Test CPU isolation separately: inject a CPU-saturating process in one sandbox and verify no measurable CPU steal in neighboring workloads. These three checks validate latency, correctness, and security. Passing all three means the environment is ready for production traffic.

Build a production-ready code execution environment for autonomous agents

Getting the execution environment right determines whether agents feel like production software or a demo that happens to be online. Latency ceilings lose users in the first session, and isolation choices decide whether a single exploit reaches customer data. Both lock in at setup, so fixing them later means re-architecting under load.

Blaxel, the perpetual sandbox platform, packages these decisions into one stack. Sandboxes resume from standby in under 25 milliseconds on microVM isolation, and Agents Hosting co-locates the agent's reasoning loop with its execution environment on the same network segment. Teams skip the infrastructure build and focus on agent logic. Book a technical walkthrough at blaxel.ai/contact, or start building with free credits at app.blaxel.ai.

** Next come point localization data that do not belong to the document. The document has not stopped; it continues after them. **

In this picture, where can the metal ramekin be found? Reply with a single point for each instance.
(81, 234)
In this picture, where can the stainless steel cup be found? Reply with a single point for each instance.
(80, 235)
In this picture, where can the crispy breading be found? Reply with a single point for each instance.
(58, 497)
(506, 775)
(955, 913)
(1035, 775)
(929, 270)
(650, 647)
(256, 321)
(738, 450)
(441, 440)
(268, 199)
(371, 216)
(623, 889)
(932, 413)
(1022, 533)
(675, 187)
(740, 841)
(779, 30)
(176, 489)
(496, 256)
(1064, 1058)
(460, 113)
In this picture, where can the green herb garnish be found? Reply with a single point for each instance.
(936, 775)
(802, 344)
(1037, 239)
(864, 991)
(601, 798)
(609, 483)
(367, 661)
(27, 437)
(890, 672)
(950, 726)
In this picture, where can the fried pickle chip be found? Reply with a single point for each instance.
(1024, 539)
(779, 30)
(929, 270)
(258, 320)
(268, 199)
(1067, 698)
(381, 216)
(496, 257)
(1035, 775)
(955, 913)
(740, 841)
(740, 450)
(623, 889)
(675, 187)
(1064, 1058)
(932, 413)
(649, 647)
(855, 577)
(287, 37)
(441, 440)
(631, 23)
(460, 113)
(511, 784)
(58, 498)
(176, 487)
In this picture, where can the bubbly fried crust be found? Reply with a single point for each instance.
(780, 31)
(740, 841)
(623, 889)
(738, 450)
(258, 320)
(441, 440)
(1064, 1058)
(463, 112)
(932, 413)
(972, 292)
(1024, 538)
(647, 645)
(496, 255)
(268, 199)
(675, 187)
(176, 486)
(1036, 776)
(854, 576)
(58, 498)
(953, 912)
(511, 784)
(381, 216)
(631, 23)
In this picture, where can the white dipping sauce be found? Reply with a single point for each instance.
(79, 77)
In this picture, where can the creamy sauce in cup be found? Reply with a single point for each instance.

Frequently asked questions

What latency is acceptable for an autonomous agent's code execution environment?

Jakob Nielsen's 100-millisecond instantaneous-response threshold applies here. Agents making five to ten tool calls per turn multiply that budget quickly. For real-time use cases like coding assistants and live previews, keep per-call resume below the instantaneous-response threshold. Background or batch workloads tolerate seconds of startup without degrading user experience, since no user is waiting on a streaming response.

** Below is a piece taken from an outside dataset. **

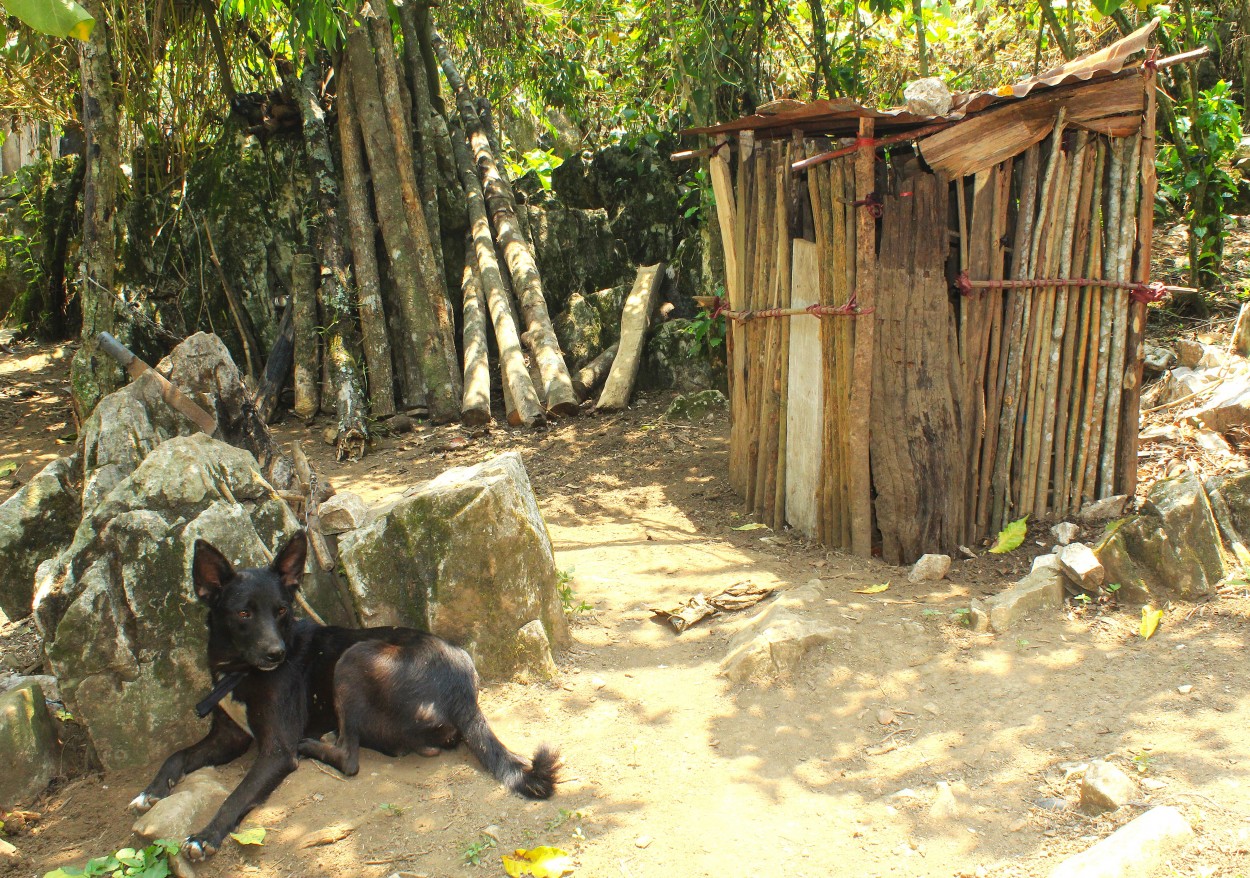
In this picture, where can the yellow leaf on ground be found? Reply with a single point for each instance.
(543, 862)
(1150, 618)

Can I use Docker containers instead of a microVM-based sandbox?

Containers work for the trusted code your team wrote. For LLM-generated code executing untrusted input, containers carry escape risk because they share the host kernel across all tenants. MicroVMs provide hardware-enforced isolation using the same approach as AWS Lambda. The runc container escape CVEs documented through 2025 show this is a structural risk in the shared-kernel model, which is why production platforms executing agent-generated code typically rely on hypervisor-isolated runtimes.

How do I handle agent tasks that run longer than the sandbox timeout?

Two patterns cover most cases. Use asynchronous endpoints (up to ten minutes on most managed platforms) when the user waits for a final result but not a streaming response. Use batch jobs for fan-out processing, scheduled analysis, or anything the agent triggers and checks on later. Blaxel's Batch Jobs support up to 24 hours per job and scale to thousands of parallel machines.

Does each agent session need its own sandbox, or can they share?

Multi-tenant scenarios need per-user or per-session isolation to prevent state leaks and contain security incidents. Shared runtimes create both problems. Perpetual standby makes per-session sandboxes practical because each one sits dormant without active compute charges between tool calls. The sandbox suspends when idle and resumes in under 25 milliseconds on the next call, preserving full state. Isolation no longer forces a choice between security and infrastructure spend. Blaxel Agent Drive, a distributed filesystem with concurrent read/write acces, allows sharing data across multiple sandboxes in real-time.

What languages should my code execution environment support?

Python and TypeScript are the most common languages used with LLM-driven code generation today. Most managed sandbox platforms support both natively. Go is common for SDK-level interaction with the infrastructure itself. For Ruby, Java, or Rust workloads, plan on custom image templates for your sandbox base. Check language coverage on your target platform before committing to a specific runtime.